The group has helped feed, shelter and resettle millions of refugees around the world, from Cuba and Latin American to Southeast Asia, the former Soviet bloc and Africa.
Sternberg was born in 1911 in Moravia, then part of the Austrian empire. He studied law in Czechoslovakia before working for 20th Century Fox there.
In 1938, Sternberg went to France. After the Nazis stormed Paris, he bicycled to Marseille, France, where he helped others escape the country. He fled to the United States in 1942.
Sternberg joined the U.S. Army and spent the rest of the war years working for the Czech-language division of its Office of European Economic Research. He then joined the International Rescue Committee, working first in Germany and then in New York.

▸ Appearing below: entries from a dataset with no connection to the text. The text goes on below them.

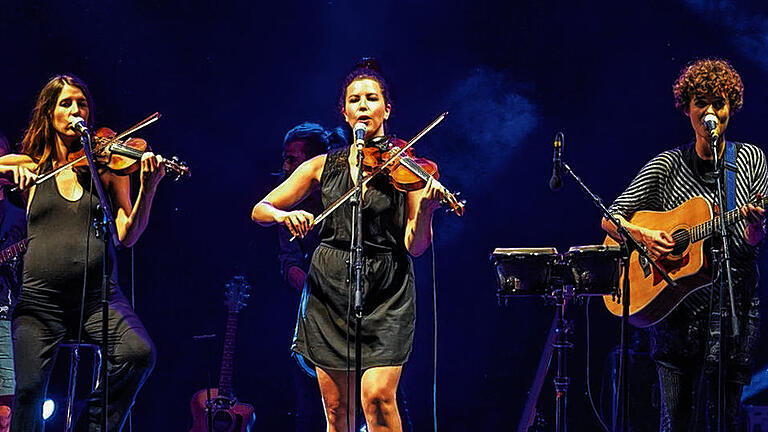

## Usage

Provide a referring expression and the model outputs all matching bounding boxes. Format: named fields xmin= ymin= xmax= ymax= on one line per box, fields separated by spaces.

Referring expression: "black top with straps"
xmin=16 ymin=174 xmax=117 ymax=312
xmin=292 ymin=148 xmax=416 ymax=370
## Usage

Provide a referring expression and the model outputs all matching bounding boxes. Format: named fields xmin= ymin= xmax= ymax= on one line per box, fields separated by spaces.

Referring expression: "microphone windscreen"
xmin=549 ymin=175 xmax=563 ymax=191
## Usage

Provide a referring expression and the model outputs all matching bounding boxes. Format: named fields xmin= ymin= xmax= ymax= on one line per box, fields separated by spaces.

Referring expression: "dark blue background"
xmin=0 ymin=0 xmax=768 ymax=431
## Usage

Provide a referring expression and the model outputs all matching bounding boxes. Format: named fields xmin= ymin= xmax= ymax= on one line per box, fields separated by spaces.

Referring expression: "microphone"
xmin=701 ymin=113 xmax=720 ymax=141
xmin=69 ymin=116 xmax=91 ymax=135
xmin=549 ymin=132 xmax=565 ymax=191
xmin=352 ymin=122 xmax=368 ymax=149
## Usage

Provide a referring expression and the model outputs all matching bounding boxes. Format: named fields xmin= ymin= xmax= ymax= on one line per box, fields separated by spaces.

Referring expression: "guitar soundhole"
xmin=213 ymin=410 xmax=235 ymax=432
xmin=670 ymin=229 xmax=691 ymax=256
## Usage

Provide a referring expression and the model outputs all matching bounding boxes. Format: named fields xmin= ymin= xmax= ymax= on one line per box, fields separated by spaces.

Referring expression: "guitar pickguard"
xmin=653 ymin=254 xmax=691 ymax=285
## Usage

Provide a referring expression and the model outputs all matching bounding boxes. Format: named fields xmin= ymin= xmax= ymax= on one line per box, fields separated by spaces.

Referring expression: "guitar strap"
xmin=725 ymin=141 xmax=739 ymax=211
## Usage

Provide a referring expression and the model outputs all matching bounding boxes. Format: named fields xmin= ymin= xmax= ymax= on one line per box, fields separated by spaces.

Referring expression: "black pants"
xmin=656 ymin=362 xmax=744 ymax=432
xmin=11 ymin=294 xmax=155 ymax=432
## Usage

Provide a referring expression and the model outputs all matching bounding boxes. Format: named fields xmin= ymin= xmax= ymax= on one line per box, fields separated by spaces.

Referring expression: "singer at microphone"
xmin=701 ymin=113 xmax=720 ymax=142
xmin=602 ymin=58 xmax=768 ymax=431
xmin=352 ymin=122 xmax=368 ymax=149
xmin=69 ymin=116 xmax=91 ymax=135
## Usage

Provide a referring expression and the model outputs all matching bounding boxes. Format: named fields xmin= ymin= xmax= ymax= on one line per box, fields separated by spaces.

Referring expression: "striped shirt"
xmin=609 ymin=143 xmax=768 ymax=272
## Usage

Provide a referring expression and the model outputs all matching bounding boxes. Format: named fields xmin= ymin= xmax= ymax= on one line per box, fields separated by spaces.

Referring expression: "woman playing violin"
xmin=251 ymin=60 xmax=441 ymax=432
xmin=0 ymin=75 xmax=165 ymax=432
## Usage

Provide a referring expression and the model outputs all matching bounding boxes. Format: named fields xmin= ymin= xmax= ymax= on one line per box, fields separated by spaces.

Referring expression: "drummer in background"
xmin=603 ymin=58 xmax=768 ymax=431
xmin=270 ymin=122 xmax=346 ymax=432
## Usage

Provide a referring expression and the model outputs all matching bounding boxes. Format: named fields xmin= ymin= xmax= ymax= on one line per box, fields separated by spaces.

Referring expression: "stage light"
xmin=43 ymin=399 xmax=56 ymax=421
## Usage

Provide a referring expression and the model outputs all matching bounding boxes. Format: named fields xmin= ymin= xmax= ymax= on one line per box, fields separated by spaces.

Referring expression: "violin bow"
xmin=19 ymin=112 xmax=161 ymax=192
xmin=289 ymin=111 xmax=448 ymax=241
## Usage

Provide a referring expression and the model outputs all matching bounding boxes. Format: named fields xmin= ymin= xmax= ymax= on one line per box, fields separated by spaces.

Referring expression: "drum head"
xmin=491 ymin=248 xmax=558 ymax=299
xmin=565 ymin=245 xmax=621 ymax=296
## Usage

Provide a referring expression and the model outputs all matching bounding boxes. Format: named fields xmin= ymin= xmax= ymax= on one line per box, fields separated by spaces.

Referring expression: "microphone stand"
xmin=710 ymin=133 xmax=739 ymax=432
xmin=347 ymin=140 xmax=364 ymax=429
xmin=562 ymin=161 xmax=677 ymax=432
xmin=80 ymin=130 xmax=120 ymax=431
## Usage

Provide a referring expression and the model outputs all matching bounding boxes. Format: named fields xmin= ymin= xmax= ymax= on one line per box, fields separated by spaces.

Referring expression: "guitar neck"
xmin=219 ymin=308 xmax=237 ymax=398
xmin=691 ymin=197 xmax=768 ymax=242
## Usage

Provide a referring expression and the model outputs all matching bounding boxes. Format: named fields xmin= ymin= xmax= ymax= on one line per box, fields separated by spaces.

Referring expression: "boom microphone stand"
xmin=705 ymin=129 xmax=739 ymax=432
xmin=550 ymin=132 xmax=677 ymax=432
xmin=347 ymin=123 xmax=366 ymax=429
xmin=71 ymin=117 xmax=120 ymax=431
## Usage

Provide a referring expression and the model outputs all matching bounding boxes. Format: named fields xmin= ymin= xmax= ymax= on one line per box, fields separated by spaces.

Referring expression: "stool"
xmin=54 ymin=341 xmax=102 ymax=432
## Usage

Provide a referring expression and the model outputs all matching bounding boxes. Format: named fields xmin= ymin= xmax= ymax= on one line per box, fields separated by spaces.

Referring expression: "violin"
xmin=363 ymin=136 xmax=466 ymax=216
xmin=22 ymin=112 xmax=192 ymax=191
xmin=67 ymin=127 xmax=192 ymax=180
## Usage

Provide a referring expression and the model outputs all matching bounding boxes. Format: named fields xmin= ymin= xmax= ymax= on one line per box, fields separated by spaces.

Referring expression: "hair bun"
xmin=353 ymin=57 xmax=381 ymax=73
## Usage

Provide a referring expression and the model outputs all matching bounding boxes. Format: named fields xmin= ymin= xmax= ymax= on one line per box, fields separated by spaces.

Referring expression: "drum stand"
xmin=552 ymin=286 xmax=573 ymax=432
xmin=562 ymin=146 xmax=677 ymax=432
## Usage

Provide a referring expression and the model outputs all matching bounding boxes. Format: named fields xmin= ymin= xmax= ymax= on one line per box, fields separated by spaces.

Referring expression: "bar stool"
xmin=49 ymin=340 xmax=102 ymax=432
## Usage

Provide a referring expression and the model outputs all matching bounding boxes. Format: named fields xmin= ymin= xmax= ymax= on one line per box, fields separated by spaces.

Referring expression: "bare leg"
xmin=0 ymin=395 xmax=13 ymax=432
xmin=362 ymin=366 xmax=403 ymax=432
xmin=315 ymin=367 xmax=355 ymax=432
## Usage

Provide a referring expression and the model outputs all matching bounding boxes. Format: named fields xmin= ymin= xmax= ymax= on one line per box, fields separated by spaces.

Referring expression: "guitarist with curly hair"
xmin=602 ymin=58 xmax=767 ymax=431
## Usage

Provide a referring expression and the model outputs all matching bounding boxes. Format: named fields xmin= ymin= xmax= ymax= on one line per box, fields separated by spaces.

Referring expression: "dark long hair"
xmin=21 ymin=75 xmax=93 ymax=170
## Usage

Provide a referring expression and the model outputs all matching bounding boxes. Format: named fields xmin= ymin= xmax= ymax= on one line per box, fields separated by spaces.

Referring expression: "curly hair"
xmin=672 ymin=58 xmax=744 ymax=113
xmin=21 ymin=75 xmax=93 ymax=170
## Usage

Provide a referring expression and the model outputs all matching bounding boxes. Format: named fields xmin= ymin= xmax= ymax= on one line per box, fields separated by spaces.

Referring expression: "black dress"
xmin=292 ymin=148 xmax=416 ymax=370
xmin=11 ymin=174 xmax=155 ymax=432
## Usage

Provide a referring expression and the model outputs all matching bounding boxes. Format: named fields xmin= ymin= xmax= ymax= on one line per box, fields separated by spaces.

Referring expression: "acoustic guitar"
xmin=189 ymin=276 xmax=256 ymax=432
xmin=603 ymin=197 xmax=768 ymax=327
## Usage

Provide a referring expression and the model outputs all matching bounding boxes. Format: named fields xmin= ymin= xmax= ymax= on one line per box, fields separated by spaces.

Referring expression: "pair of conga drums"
xmin=491 ymin=245 xmax=621 ymax=301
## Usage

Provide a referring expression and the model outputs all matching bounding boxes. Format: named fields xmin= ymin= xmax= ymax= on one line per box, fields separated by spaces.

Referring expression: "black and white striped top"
xmin=609 ymin=143 xmax=768 ymax=273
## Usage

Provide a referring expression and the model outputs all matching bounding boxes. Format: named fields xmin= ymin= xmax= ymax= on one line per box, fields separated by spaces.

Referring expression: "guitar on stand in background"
xmin=190 ymin=276 xmax=256 ymax=432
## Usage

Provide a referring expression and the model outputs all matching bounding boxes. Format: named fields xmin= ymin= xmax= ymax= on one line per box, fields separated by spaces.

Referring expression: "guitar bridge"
xmin=638 ymin=256 xmax=651 ymax=277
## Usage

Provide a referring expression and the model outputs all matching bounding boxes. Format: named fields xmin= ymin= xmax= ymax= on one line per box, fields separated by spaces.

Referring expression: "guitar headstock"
xmin=224 ymin=275 xmax=251 ymax=313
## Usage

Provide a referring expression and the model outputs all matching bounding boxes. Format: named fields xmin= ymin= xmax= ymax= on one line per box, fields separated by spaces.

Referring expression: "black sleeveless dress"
xmin=16 ymin=172 xmax=120 ymax=315
xmin=292 ymin=148 xmax=416 ymax=370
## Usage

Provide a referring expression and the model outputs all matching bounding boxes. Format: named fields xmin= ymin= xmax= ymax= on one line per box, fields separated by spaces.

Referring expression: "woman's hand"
xmin=739 ymin=194 xmax=765 ymax=246
xmin=275 ymin=210 xmax=315 ymax=237
xmin=419 ymin=178 xmax=443 ymax=214
xmin=140 ymin=152 xmax=165 ymax=191
xmin=638 ymin=228 xmax=675 ymax=260
xmin=0 ymin=165 xmax=37 ymax=190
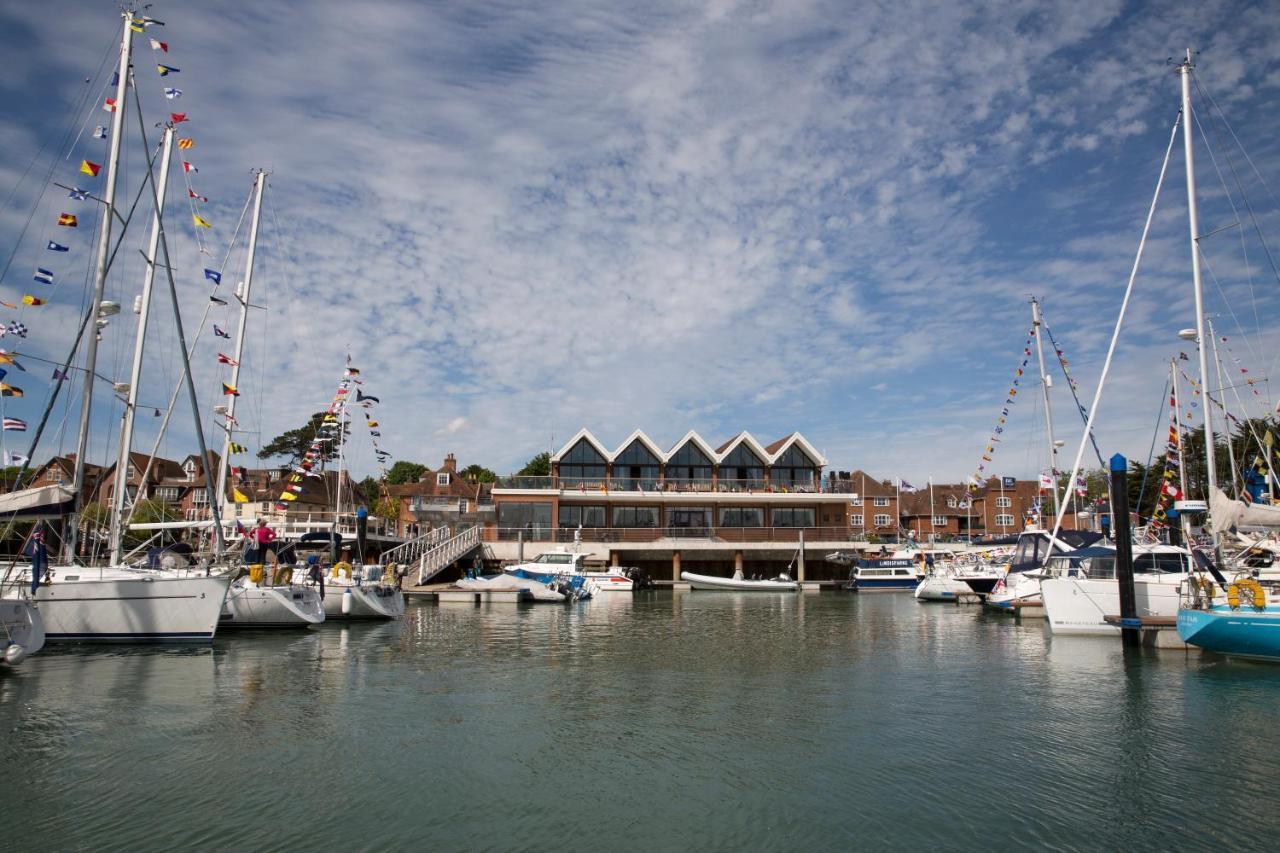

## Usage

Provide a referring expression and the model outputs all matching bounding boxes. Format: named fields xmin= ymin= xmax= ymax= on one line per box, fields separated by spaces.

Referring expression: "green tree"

Psychologist, author A. Fromme, 87, dies
Feb. 2, 2003
SARASOTA, Fla. - Allan Fromme, a psychologist and the author of eight books on relationships and child care, died Thursday. He was 87.
Fromme was the author of The ABC of Child Care in 1960, The Ability to Love in 1963, and Understanding the Sexual Response in Humans in 1966.
Fromme had a psychotherapy practice for 50 years and taught at City College of New York, Sarah Lawrence College and Columbia University. He also served as chief psychologist at the Child Guidance Clinic of St. Luke's Hospital and director of the Mental Hygiene Clinic of the University Settlement House, both in New York City.
The New York native moved to Sarasota in 1976.